Ciência13 de set. de 2024
Ciclismo para corredores: como pode melhorar o seu desempenho?
Dos sprints aos treinos de resistência, o ciclismo oferece treinos variados para reforçar diferentes aspetos do seu desempenho na corrida.
Pedalar melhora o desempenho na corrida sem o impacto: constrói aptidão aeróbia, fortalece as pernas e acrescenta volume de treino poupando as articulações. Treinos como sprints máximos, subidas, intervalos longos e treinos de resistência complementam a corrida, e as sessões REHIT curtas aumentam o VO2max de forma eficiente para quem tem pouco tempo.
Qualquer triatleta profissional lhe dirá: pedalar e correr são altamente complementares. Ambos são um treino de cardio intenso que envolve músculos semelhantes e ajuda a melhorar a velocidade, o VO2max e a resistência. Ao contrário da corrida, porém, pedalar é um exercício de baixo impacto, o que faz dele uma opção ideal de treino cruzado para corredores que querem melhorar o desempenho sem sobrecarregar as articulações.
Porque é que os corredores devem pedalar
Pedalar beneficia os corredores de 2 formas essenciais: ajuda na recuperação e melhora o desempenho global.
Por exemplo, uma sessão de baixa intensidade na ciclismo em Zona 2 no dia seguinte a uma corrida dura elimina o ácido láctico dos músculos das pernas e promove uma recuperação mais rápida. Durante a reabilitação, um treino de ciclismo de baixo impacto ajuda a reduzir o tempo de recuperação de uma lesão sem sobrecarregar as articulações.

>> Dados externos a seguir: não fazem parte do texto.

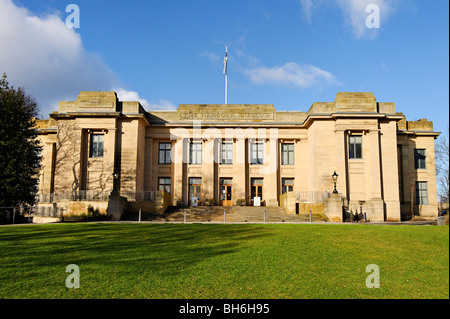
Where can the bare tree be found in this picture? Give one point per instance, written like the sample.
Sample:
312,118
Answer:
442,165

Integrar treinos de ciclismo intensos no programa permite trabalhar diferentes aspetos do seu potencial como corredor. As subidas constroem força, os sprints máximos curtos e os treinos fora do selim disparam a frequência cardíaca e aumentam a velocidade, e os treinos longos e constantes melhoram a resistência. Complementar a rotina de corrida com estes tipos de treino em bicicleta ajuda-o a ultrapassar patamares de estagnação e a ganhar mais potência.
Correr e pedalar ativam grupos musculares semelhantes, mas com intensidades e formas distintas. Correr envolve o corpo todo com movimentos excêntricos e concêntricos, o que impõe uma carga significativa às articulações e à coluna. Pedalar, por seu lado, assenta sobretudo em movimentos concêntricos, o que reduz o impacto ao mesmo tempo que trabalha intensamente o quadríceps, os glúteos e o core. Isso faz dele um excelente complemento à rotina de corrida.
Pedalar melhora o desempenho na corrida sem risco de lesão
Correr, sobretudo longas distâncias, pressiona os joelhos e as articulações, o que aumenta o risco de lesão. Os estudos mostram que o ciclismo de alta intensidade é uma forma eficaz de os corredores aumentarem o volume de treino limitando as potenciais lesões por uso excessivo. Isso é particularmente importante para quem começa a correr e pode não ter a resistência nem o historial de treino para aguentar treinos de alto impacto frequentes.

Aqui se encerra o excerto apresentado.